My first exposure to Robin Williams, as a kid, was probably Mork and Mindy reruns like everyone else, but I have more vivid memories of a short children’s audiobook he recorded (with music from Ry Cooder), about the cowboy legend Pecos Bill. (Obviously, it’s on YouTube now.) I remember the funny voices (always perfectly technically modulated), and the seemingly free-associative riffs into anachronistic references and head-slappingly corny old jokes: listening to him was like watching a man play Whac-A-Mole with his own brain.
If, as you got older, you occasionally noticed that no joke was too obvious, no reference too tired to be pulled out of the subconscious and into the flow of his manic, permanent tangents, well… Probably it’s the audience’s fault, too.
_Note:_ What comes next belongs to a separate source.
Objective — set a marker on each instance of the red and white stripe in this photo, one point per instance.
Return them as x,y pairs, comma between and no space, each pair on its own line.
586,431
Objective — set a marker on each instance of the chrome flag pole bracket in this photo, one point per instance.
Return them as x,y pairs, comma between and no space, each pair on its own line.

If we hadn’t laughed, I’m sure Williams would have tried something else.
Williams’s transparent eagerness to please (and to inspire, to comfort, et cetera et cetera) led him as well into a number of justifiably derided schmaltzy dramas, though he could be understated and effectively utilized by stronger filmmakers. (This scene from Paul Mazursky’s 1984 Moscow on the Hudson, in which Williams starred as a Soviet defector, is probably cloying as hell, but it works, and for our purposes it’s notable that Williams modulates his own energy to let the scene’s emotion build collaboratively.) His performances, so dependent upon constant kinetic energy and the discovery of new shiny verbal objects, could scan as needy, though, obviously, when you’re a kid, life has not yet taught you to be suspicious of people who are hyperactive and starving for validation. (And as an adult, I can more clearly see that his verbal and physical facility—his instrument—was genuinely formidable.)
Over on Movie Twitter, where I live these days, there’s occasionally pushback against all of these 10th or 20th anniversary “re-considerations” of movies people loved as kids, and more broadly against the idea that cultural artifacts have any inherent value just because we liked them as children. This is true, of course, but in another way so is the obverse: that cultural artifacts are inherently valuable because we liked them as children, whatever their actual merits. I’m not going to make a case for Mrs. Doubtfire as an Actually Good Film, one that Really Holds Up, with a progressive core message about family love as a vehicle for tolerance; and thinking back now, most of the jokes I remember from it are not especially funny. But I laughed a lot at them when I was nine, an age at which everyone deserves to be happy rather than sad.